The goal is to create an app service that has a low base mothly cost and can integrate with Github for CI/CD

Basics

For the app, the setup was more straightforward that other services. My language and OS of choice was Python 3.14 and Linux running on a Basic B1 located in East US2. Out of avialable programming languages, I'm most familiar with Python. As an effect of choosing such, Linux is the forced OS. Linux is the only supported operating system for running Python. The only time Windows would be needed for python code is when I'm working with Windows COM objects.

I chose the basic pricing plan with the intention of cost reduction.
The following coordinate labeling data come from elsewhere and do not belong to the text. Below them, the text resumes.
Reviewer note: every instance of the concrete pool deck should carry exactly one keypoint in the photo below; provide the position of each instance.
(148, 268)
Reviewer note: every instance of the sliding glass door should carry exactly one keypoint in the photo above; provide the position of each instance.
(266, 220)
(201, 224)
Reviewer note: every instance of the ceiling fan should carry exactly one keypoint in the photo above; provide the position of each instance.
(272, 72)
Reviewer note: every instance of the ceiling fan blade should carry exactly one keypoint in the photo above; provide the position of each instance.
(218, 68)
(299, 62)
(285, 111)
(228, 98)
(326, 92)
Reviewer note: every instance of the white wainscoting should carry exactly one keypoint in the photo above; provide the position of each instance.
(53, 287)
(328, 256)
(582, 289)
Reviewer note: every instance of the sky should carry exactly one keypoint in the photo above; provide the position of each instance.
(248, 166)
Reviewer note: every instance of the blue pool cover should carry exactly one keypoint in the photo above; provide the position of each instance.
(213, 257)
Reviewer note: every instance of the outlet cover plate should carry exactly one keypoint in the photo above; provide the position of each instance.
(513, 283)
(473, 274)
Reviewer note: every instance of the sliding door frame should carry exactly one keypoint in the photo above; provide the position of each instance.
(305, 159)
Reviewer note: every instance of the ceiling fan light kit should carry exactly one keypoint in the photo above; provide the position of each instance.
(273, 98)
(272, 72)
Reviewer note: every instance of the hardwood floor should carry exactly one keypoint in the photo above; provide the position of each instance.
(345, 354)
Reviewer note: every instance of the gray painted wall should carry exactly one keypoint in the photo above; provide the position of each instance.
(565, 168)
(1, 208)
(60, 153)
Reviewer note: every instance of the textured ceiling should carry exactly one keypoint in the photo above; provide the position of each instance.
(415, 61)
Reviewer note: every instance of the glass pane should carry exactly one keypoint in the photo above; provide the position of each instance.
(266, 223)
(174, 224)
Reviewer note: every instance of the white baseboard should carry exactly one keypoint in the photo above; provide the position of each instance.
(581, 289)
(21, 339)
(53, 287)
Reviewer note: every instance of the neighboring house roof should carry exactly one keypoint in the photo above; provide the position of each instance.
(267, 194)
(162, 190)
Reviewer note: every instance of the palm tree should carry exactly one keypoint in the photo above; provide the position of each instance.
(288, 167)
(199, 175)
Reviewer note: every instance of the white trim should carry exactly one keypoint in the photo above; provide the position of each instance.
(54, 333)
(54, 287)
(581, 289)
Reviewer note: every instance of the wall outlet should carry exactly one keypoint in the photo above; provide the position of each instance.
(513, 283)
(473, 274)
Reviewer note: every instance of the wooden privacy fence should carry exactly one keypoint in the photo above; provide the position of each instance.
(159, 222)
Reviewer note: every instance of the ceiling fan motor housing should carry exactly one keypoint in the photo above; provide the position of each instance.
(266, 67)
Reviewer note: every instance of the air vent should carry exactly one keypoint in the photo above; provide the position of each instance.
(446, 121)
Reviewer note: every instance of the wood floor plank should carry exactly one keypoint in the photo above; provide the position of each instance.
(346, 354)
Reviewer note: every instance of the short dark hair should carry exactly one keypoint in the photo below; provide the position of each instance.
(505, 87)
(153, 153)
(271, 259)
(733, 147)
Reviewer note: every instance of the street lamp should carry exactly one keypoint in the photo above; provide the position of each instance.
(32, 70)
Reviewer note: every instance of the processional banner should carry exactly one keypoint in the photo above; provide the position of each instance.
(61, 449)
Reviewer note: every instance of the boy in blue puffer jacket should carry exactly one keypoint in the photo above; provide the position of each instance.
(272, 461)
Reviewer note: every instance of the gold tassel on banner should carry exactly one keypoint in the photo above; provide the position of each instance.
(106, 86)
Zone redundancy is available only on Premium pricing plans.

Basics

As one of the goals is to connect this app to a storage account, I opted out of making a databse.

Deployment

As of this moment, my github repo was already created, and I didn't even catch I had spelled the name of the repo incorrectly. This caused some fixing-to-do down the line.

CD

Basic authentication was left disabled. It's actually more secure to do so. Disabling this option forces Entra for authentication rather than a hard-coded password. This is also disabled with the intent of configuring Github actions and OIDC later down the road.

CD

Networking

Networking is planned for setup once the storage account and app service are finished. For now, Public Access is enabled and Virtual Network Integration is disabled.

Networking

Unfortunately, Enable Application Insights wasn't available as my selected plan tier wasn't expensive enough.

While finalizing the app service, I ran into a rite-of-passage roadblock: quotas. Apparently, accounts by default have a quota of 0 for Basic-rated VM's. In order to fix this, I had to navigate to the Quotas section of Azure and request an increase. I requested for my B1 quota to be raised to 1. I couldn't believe this at first, but I can understand it as a bumperguard measure for customers. A few moments later and my quota request was approved.

quota quota

The creation of the WetzelPortfolio app also saw the birth of our first resource group, RG-Portfolio-Dev-EUS2

RG

Squashing the bugs

Another large roadblock I ran into: because I was using python, it created a conflict with Azure's deault build engine, Oryx. When I deployed code, it seems that Oryx couldn't find an entry point (like app.py) and therefore kept failing to start the app, giving me an "Application Error"

RG

This was ultimately resolved by taking the following actions:

  • Disabled the Oryx build by adding the App Settings SCM_DO_BUILD_DURING_DEPLOYMENT = false , ENABLE_ORYX_BUILD = false.
  • Added startup command python -m http.server 8000 --directory /home/site/wwwroot

From there, the only other thing I had to do was to fix my github repo. I had ran "git init when I was mistakenly in my azureportfolio folder, therefore creating duplicate .git folders and stopping myself from successful commits/pushes.